‘Stress Test’ for Homebuyers Should Stay, Says Canada’s Bank Regulator

‘Stress Test’ for Homebuyers Should Stay, Says Canada’s Bank Regulator
A new home is displayed for sale in Ottawa on July 14, 2020. (Sean Kilpatrick/The Canadian Press)
Tara MacIsaac
12/12/2022
Updated:
12/15/2022
0:00

Canada’s Superintendent of Financial Institutions has responded to calls for lower requirements on mortgage applicants, saying that lenders need to keep the “stress test” to ensure applicants will be able to pay their mortgages come what may, and to protect the nation’s financial system from risky loans.

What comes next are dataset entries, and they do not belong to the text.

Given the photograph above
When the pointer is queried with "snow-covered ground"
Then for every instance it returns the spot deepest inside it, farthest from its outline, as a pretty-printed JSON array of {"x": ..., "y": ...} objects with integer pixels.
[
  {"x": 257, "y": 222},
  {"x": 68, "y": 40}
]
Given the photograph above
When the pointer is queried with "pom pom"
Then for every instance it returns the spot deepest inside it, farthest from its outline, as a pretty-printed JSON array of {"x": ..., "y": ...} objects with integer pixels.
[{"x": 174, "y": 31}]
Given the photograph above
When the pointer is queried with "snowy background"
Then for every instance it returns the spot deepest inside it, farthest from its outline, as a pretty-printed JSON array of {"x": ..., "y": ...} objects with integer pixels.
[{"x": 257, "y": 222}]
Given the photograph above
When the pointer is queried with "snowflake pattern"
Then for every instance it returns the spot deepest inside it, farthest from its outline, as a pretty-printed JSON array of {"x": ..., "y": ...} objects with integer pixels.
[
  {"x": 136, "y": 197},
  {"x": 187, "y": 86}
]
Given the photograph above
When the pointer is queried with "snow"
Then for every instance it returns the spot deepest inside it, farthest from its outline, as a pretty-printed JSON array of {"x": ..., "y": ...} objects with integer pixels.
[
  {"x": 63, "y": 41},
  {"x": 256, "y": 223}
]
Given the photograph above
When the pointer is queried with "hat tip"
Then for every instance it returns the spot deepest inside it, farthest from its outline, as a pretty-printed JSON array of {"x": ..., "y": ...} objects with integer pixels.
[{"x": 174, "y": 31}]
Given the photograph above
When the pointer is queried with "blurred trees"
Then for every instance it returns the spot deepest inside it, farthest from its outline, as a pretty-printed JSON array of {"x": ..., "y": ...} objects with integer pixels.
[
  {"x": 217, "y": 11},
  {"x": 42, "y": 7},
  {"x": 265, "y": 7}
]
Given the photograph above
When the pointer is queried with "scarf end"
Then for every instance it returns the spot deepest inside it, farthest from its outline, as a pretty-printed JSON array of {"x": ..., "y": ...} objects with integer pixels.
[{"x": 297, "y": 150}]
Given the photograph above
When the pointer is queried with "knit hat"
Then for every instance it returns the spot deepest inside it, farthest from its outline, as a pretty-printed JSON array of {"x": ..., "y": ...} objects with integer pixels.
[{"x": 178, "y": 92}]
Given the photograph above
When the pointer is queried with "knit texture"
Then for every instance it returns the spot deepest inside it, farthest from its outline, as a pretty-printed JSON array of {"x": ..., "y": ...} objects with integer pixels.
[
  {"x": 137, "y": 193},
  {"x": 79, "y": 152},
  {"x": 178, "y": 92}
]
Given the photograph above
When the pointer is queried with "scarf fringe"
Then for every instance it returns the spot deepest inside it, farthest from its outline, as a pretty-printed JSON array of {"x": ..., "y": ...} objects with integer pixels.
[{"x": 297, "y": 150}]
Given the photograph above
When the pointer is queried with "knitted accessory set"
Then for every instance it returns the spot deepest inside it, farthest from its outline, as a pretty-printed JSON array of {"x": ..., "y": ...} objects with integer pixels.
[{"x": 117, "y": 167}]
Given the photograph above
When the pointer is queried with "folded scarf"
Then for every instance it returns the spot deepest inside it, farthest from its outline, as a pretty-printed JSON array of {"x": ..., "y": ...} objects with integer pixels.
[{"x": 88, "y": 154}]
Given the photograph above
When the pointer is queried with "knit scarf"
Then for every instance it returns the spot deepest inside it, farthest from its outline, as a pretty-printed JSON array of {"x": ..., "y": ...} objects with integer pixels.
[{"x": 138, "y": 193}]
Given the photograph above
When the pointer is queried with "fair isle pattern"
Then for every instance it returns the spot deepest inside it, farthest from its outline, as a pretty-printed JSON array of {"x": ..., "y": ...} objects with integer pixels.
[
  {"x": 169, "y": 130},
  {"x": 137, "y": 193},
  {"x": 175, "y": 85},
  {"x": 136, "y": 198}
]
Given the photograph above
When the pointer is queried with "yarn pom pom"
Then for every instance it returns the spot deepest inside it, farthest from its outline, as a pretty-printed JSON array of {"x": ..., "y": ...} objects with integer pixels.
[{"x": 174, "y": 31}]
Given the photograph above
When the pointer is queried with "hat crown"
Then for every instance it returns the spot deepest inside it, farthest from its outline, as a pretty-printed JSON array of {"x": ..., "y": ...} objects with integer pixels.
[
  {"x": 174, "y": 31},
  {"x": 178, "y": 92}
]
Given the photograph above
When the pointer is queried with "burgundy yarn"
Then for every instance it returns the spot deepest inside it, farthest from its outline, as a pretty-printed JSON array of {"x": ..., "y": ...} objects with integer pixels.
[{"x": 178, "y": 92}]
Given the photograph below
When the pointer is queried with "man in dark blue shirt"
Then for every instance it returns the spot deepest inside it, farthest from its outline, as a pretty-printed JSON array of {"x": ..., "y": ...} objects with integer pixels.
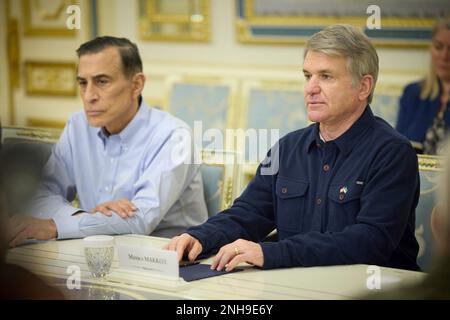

“Some have understandably argued that [we] should lower or eliminate the [stress test],” said Peter Routledge, superintendent of financial institutions, in a statement Dec. 9. “They suggest that mortgage rates may be peaking and that the [stress test] puts an undue burden on homebuyers.”

Routledge said he sees the stress test as “an underwriting practice that adds an important safety buffer to residential mortgage portfolios, the largest exposure Canadian lenders have on their books.” It is one of the measures implemented since the Global Financial Crisis of 2008–2009, he said, to add safety buffers and resilience to Canada’s financial system.

“That is one reason, we believe, why residential mortgage defaults remain at, or are near, historic lows,” he said.

With Bank of Canada’s interest rate hike last week, the big banks are now offering a prime lending rate of 6.45 percent. The so-called “stress test” requires federally regulated lenders to make sure their clients would have enough income to pay the bills if the rate were 2 percent higher.

New mortgage applicants are thus having to prove they can pay more than 8 percent.

Some have argued that making it so hard to buy a home will cause a further depression of the housing market. Routledge said, however, that he doesn’t see the stress test as “a tool to manage the demand for housing.”

When his office set the stress test—also known as a minimum qualifying rate (MQR)—last December, it said in a release, “In an environment characterized by increased household indebtedness and low interest rates, it is essential that lenders test their borrowers to ensure that mortgages can continue to be paid during more adverse conditions.” Interest rates were less than half what they are now.

On Dec. 15, Routledge’s office will announce the outcome of its annual review on the MQR for uninsured mortgages. On Jan. 23, his office will launch a broader policy review of residential mortgage and underwriting practices.